Después de aquello, siempre nos asegurábamos de pasar por sus dominios después de terminarnos el pack de seis y, siempre, salía de la nada, babeando y con la mirada enloquecida. Entonces, un día me aposté con Ricky cinco dólares a que no atravesaba todo el patio del dóberman y tocaba la reja de hierro forjado alrededor de la piscina. Se terminó la cerveza y dijo: «Vaya que no».

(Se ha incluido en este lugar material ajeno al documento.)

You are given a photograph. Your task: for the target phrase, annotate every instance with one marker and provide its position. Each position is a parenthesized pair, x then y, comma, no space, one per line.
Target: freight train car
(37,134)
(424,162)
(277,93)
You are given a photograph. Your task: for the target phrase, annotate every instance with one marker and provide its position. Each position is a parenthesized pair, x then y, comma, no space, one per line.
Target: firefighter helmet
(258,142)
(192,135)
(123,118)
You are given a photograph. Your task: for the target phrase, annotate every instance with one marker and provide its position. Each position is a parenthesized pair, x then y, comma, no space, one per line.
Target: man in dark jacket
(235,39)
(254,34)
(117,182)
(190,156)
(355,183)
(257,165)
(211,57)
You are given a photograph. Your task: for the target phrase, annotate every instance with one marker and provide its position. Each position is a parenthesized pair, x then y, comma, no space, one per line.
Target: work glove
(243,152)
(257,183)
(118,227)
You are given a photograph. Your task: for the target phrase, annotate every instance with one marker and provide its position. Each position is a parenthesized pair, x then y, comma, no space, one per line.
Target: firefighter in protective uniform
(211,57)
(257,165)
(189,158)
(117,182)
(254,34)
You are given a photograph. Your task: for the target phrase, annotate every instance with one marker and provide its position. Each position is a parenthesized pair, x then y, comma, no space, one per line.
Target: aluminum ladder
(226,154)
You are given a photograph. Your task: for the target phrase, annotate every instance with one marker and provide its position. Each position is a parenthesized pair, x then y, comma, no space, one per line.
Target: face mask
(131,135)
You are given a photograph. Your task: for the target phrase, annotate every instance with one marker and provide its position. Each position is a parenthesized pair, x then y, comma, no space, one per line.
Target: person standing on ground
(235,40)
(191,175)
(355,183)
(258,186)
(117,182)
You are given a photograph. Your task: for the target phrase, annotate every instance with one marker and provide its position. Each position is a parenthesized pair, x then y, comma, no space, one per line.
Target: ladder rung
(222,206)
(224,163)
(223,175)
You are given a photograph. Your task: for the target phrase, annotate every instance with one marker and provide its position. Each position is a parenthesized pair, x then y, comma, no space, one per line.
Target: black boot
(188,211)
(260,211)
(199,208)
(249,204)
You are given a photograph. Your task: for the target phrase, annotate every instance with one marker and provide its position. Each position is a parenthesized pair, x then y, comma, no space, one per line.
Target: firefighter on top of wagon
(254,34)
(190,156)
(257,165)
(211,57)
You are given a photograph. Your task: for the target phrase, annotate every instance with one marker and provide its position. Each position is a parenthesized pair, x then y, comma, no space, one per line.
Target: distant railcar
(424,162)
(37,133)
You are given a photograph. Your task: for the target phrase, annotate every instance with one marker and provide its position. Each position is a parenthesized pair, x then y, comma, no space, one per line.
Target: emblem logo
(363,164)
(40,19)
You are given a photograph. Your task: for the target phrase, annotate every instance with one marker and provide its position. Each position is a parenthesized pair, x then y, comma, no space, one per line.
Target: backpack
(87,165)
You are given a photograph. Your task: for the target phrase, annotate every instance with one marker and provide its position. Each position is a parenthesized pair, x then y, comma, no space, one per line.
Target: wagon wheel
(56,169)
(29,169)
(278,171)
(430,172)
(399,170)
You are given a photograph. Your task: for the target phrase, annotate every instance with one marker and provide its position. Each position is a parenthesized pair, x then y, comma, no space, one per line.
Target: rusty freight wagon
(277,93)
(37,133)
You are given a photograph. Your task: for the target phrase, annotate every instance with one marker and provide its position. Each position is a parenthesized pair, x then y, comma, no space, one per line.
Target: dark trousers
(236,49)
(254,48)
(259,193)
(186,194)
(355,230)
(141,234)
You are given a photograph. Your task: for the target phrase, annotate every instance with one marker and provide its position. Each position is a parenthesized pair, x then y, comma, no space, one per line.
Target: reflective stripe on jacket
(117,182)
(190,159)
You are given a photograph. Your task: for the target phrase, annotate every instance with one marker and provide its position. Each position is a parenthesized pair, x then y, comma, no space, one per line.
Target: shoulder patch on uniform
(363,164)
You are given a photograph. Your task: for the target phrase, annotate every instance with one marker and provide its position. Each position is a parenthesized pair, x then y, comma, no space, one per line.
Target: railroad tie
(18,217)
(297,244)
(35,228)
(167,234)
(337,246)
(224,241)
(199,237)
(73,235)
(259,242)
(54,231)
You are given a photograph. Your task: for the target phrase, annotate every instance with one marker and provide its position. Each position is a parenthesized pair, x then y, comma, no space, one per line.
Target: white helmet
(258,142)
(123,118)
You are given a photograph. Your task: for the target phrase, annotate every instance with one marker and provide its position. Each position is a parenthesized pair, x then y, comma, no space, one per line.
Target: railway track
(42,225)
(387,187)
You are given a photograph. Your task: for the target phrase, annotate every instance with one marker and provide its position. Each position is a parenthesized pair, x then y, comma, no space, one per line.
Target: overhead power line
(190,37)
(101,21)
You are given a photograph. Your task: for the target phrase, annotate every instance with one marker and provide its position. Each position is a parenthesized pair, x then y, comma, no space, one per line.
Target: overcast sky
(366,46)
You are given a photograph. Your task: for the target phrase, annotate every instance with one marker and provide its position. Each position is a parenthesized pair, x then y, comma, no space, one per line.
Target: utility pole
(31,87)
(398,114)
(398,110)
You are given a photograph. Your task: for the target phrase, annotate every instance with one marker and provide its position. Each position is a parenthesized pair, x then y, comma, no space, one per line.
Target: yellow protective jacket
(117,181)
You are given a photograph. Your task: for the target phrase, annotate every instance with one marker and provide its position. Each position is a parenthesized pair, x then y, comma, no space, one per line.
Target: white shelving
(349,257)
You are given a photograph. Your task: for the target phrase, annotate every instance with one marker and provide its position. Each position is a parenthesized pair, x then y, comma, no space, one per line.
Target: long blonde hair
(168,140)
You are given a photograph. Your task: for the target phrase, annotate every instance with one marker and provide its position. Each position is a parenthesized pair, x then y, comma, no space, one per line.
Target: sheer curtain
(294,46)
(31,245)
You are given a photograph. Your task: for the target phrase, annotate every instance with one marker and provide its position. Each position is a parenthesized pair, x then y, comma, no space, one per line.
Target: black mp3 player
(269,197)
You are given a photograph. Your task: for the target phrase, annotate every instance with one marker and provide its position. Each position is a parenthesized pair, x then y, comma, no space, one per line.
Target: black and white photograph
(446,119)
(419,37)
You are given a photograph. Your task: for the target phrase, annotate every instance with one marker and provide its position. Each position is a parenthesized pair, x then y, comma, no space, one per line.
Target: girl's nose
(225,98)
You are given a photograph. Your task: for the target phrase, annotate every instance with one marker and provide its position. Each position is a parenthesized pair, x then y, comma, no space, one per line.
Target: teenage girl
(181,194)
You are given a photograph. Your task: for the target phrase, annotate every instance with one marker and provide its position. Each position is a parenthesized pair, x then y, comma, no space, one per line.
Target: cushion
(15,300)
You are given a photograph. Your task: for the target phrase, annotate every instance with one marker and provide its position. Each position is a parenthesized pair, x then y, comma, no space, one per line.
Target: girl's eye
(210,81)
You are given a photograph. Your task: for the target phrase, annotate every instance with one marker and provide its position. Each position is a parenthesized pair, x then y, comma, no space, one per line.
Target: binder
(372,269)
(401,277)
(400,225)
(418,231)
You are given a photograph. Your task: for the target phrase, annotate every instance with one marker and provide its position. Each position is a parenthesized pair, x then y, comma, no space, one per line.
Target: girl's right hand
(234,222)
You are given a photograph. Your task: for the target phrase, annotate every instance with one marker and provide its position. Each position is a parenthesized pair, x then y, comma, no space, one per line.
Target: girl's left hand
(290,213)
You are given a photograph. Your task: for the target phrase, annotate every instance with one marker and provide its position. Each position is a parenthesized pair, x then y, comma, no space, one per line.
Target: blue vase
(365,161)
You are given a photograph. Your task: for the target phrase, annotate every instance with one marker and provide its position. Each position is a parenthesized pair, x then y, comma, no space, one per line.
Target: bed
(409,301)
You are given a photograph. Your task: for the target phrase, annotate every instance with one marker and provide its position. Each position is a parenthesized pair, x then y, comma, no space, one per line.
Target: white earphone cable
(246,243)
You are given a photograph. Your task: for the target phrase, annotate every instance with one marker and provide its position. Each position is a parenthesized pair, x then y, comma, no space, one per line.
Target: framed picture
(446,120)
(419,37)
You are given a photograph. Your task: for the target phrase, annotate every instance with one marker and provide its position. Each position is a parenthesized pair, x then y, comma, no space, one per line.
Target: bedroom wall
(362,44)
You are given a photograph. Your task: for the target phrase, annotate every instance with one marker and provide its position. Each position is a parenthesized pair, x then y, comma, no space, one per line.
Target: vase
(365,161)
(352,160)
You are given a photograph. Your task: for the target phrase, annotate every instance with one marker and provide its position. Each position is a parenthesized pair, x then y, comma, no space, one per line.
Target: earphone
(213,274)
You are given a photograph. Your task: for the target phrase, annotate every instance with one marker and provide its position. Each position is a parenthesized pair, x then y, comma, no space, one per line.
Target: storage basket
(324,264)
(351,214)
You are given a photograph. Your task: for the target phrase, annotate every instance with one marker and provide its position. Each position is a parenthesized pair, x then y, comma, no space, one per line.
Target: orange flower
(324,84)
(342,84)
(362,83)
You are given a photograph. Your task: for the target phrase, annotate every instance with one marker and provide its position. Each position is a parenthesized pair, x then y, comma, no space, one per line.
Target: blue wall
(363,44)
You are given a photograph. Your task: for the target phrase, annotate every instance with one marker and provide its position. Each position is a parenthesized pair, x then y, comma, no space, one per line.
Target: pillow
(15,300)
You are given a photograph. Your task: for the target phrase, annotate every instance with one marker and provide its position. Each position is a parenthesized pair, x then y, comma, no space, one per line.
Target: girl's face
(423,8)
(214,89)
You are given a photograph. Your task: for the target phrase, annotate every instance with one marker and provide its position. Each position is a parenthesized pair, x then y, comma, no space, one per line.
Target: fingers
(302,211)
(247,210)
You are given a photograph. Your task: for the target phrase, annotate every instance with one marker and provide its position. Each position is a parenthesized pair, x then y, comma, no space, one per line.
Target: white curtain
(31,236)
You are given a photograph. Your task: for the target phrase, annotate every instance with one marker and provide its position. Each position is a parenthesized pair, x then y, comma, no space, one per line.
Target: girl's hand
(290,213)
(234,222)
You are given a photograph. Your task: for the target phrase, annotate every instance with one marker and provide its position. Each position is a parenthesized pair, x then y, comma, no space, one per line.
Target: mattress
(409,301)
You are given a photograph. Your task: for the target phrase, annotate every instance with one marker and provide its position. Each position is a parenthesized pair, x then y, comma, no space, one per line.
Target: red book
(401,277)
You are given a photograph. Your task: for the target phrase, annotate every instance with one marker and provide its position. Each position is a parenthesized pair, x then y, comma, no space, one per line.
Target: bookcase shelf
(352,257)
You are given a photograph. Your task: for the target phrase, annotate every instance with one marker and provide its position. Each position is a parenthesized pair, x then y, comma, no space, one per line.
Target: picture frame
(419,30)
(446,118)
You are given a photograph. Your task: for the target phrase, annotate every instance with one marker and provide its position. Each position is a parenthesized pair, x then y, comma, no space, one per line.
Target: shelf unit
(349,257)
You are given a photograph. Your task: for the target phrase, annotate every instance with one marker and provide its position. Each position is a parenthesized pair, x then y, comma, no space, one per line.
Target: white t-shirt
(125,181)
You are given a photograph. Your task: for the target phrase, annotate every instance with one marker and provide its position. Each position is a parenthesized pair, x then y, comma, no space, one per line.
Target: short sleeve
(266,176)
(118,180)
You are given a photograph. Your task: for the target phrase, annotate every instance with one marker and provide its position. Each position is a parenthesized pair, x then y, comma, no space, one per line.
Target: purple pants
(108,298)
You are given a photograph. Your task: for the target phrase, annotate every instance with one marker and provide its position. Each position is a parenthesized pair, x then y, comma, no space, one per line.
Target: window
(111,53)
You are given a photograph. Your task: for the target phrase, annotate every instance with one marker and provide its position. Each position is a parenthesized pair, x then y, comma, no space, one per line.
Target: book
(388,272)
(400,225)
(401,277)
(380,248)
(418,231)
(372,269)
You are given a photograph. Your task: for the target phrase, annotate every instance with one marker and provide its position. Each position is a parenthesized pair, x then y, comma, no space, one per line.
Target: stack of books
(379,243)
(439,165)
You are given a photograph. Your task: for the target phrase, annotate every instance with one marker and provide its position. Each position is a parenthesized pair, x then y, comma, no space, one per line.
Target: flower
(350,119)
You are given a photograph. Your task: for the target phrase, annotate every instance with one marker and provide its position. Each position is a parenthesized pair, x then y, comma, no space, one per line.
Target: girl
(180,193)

Fue tronchante. Ricky había logrado llegar más o menos a la mitad del patio cuando el dóberman salió corriendo detrás de la esquina de la casa. Ricky puso cara de Macaulay Culkin y salió disparado hacia la reja de la piscina con el perro mordiendo el aire justo detrás de él. Intentó saltar la reja, pero se quedó enganchado en las puntas de hierro negro. Entonces lo vi. El dóberman seguía ladrando y lanzando mordiscos cerca de los tobillos de Ricky, pero nunca llegó a tocarlo. Podría haberle mordido la pierna y habérsela arrancado, pero a la hora de la verdad, era como nosotros, solo quería divertirse, nada más.

Eso rompió la magia. Sabíamos que el viejo dóberman no era malo de verdad y él sabía que nosotros lo sabíamos. De todas maneras, nos bebíamos las cervezas en la acera, pero ahora el perro se sentaba con nosotros y nos dejaba que le acariciáramos la cabeza. Fue septiembre, la temporada del perro. Nuestros padres no sabían dónde andábamos y no les importaba. Fue espectacular.